Eskimo Study Backs Omega-3 Benefits
A study conducted recently among Eskimos found that consuming very high amounts of omega-3 fatty acids may significantly reduce the risk of chronic disease.
The study was conducted by researchers at the Fred Hutchinson Cancer Research Center in Seattle and published in the October 2010 issue of the American Journal of Clinical Nutrition.
This study builds on research that started accumulating in the 1970's when scientists sought to understand why Eskimos have an astoundingly low prevalence of heart disease despite eating high fat diets.
For this particular study, researchers analyzed 357 Eskimos’ blood levels of the two most important fatty acids, EPA and DHA.
They found that as blood levels of EPA and DHA increased, levels of numerous markers of cardiovascular disease improved.
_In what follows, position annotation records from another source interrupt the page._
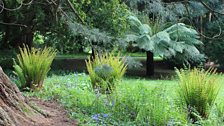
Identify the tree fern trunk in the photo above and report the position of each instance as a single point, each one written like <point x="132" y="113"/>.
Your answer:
<point x="149" y="64"/>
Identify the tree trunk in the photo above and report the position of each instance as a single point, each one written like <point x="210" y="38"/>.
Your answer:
<point x="14" y="109"/>
<point x="149" y="64"/>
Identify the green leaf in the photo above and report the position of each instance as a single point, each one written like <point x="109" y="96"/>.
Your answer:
<point x="145" y="29"/>
<point x="145" y="42"/>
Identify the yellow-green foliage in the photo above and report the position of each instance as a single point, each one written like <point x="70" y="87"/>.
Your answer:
<point x="105" y="70"/>
<point x="33" y="66"/>
<point x="198" y="90"/>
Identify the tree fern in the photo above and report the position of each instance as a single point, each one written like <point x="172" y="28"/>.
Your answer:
<point x="177" y="38"/>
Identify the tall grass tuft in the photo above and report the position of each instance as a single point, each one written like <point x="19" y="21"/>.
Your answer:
<point x="32" y="66"/>
<point x="197" y="91"/>
<point x="105" y="71"/>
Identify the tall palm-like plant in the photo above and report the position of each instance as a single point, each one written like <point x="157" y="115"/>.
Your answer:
<point x="177" y="39"/>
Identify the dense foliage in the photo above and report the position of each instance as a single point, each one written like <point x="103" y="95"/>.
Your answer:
<point x="32" y="66"/>
<point x="197" y="91"/>
<point x="134" y="102"/>
<point x="105" y="71"/>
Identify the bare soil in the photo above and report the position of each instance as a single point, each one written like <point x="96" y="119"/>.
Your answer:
<point x="54" y="113"/>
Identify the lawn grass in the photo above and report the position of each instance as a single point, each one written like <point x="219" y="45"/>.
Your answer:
<point x="140" y="97"/>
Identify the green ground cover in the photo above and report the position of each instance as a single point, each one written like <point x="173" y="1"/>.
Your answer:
<point x="135" y="102"/>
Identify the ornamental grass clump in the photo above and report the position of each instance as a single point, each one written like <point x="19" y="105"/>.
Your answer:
<point x="197" y="91"/>
<point x="32" y="66"/>
<point x="105" y="71"/>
These markers included reductions in triglyceride levels and inflammation and an increase in HDL (good) cholesterol.
Although this was not the first study to highlight this association, these findings were unique in that they looked directly at the individual biomarkers of chronic disease rather than looking simply at the overall association between disease rates and omega-3 intake.
This study provides yet more evidence that omega-3's may reduce the risk of chronic disease and cardiovascular disease. In addition, other studies have found that omega-3 fatty acids may reduce the risk of some cancers, improve joint health and even provide a boost to your mood.
Taking a high quality supplement is a good way to increase omega-3 intake, just be sure that the supplement you choose is certified for purity and high in DHA and EPA, the two most important omega-3 fatty acids. Oily fish like salmon, mackerel and tuna are also high in omega-3's.